The Madras High Court on Wednesday set aside an order, passed by a special court for CBI cases here on March 14, discharging former Union Minister Dayanidhi Maran, his elder brother Kalanithi Maran of Sun TV and five others from the BSNL illegal telephone exchange case. Justice G. Jayachandran allowed a revision petition preferred by the CBI and concurred with Additional Solicitor General G. Rajagopalan that the accused ought not to have been discharged when there was sufficient material to prosecute them. He held that the lower court’s decision was “erroneous, illegal and perverse.” The only opinion any “judicial mind” could form, on the basis of the chargesheet and supporting documents filed by the prosecuting agency, was that “there are grounds to presume all the seven accused have committed offence,” the judge said and directed the special court to frame charges and complete trial within 12 months.

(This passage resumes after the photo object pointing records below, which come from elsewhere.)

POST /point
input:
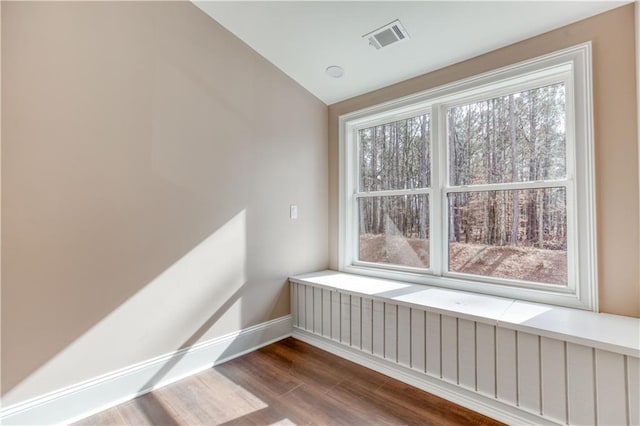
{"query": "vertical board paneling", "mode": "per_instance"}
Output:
(302, 309)
(378, 328)
(335, 315)
(449, 348)
(317, 310)
(433, 345)
(611, 392)
(404, 336)
(506, 378)
(580, 384)
(390, 332)
(529, 372)
(633, 389)
(486, 359)
(309, 307)
(293, 288)
(367, 325)
(345, 318)
(355, 322)
(467, 353)
(326, 312)
(554, 391)
(418, 340)
(563, 382)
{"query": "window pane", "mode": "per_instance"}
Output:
(489, 237)
(394, 230)
(514, 138)
(395, 155)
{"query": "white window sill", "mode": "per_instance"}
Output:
(614, 333)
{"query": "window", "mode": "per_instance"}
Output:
(484, 185)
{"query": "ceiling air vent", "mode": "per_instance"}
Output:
(384, 36)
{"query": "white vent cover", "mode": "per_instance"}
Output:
(391, 33)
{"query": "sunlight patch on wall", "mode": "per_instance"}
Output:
(196, 299)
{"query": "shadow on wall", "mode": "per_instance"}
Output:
(139, 175)
(161, 317)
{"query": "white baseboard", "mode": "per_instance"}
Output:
(488, 406)
(84, 399)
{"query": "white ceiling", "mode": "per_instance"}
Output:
(303, 38)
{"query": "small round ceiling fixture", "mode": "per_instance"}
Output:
(335, 71)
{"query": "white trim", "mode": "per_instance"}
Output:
(572, 66)
(466, 398)
(92, 396)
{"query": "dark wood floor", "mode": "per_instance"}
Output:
(289, 382)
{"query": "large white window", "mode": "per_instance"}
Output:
(485, 184)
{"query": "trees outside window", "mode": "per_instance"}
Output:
(483, 185)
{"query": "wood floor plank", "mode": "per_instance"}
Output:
(288, 382)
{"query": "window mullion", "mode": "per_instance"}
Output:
(438, 176)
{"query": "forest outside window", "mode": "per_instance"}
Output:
(484, 185)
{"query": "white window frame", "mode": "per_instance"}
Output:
(571, 66)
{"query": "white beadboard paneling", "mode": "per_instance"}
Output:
(326, 312)
(302, 306)
(404, 336)
(529, 372)
(391, 332)
(506, 373)
(308, 291)
(449, 348)
(317, 310)
(610, 388)
(418, 349)
(486, 359)
(580, 385)
(633, 389)
(367, 325)
(554, 389)
(355, 322)
(345, 318)
(335, 316)
(293, 288)
(434, 345)
(378, 328)
(561, 380)
(467, 353)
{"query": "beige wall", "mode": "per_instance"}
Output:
(615, 118)
(148, 162)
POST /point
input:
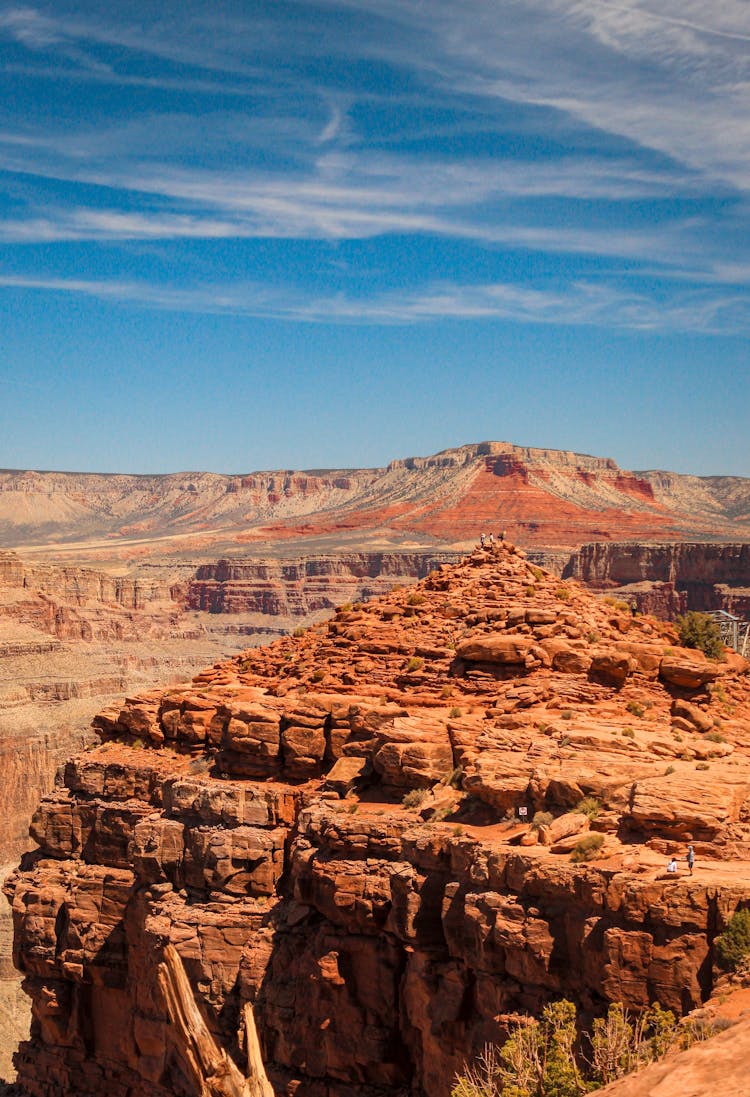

The judge pointed out that a senior counsel, representing Mr. Dayanidhi Maran, had concluded his arguments by stating that the former Telecommunications Minister had rendered yeoman service to the nation by taking the broadband facility to every nook and corner of the country, but now he was being hounded by the CBI for political reasons.

‘Can’t claim privilege’

Unconvinced by the submission, Justice Jayachandran said: “For the sake of rhetoric, one may make such submissions but the records before us speak otherwise. Accused-3 (Dayanidhi Maran) by virtue of the office, might have been instrumental in popularising the broadband facility.

It does not mean that he can claim privilege of unlimited usage of that facility for him, for his brother and his business establishment free of cost.

“In a democratic country, an elected representative can never think like that. Nor the judicial system tolerate and entertain such thought,” the judge said.

During the course of arguments, yet another senior counsel had wondered why a Minister for Telecommunications should not enjoy an exclusive telephone exchange when the Defence Minister was permitted to fly in an exclusive aircraft of the Indian Air Force and the Railways Minister was entitled to travel in an exclusive saloon in trains.

Answering it in his judgement, Justice Jayachandran said: “To this argument, the logical answer could be, ‘Yes, if law permits’.”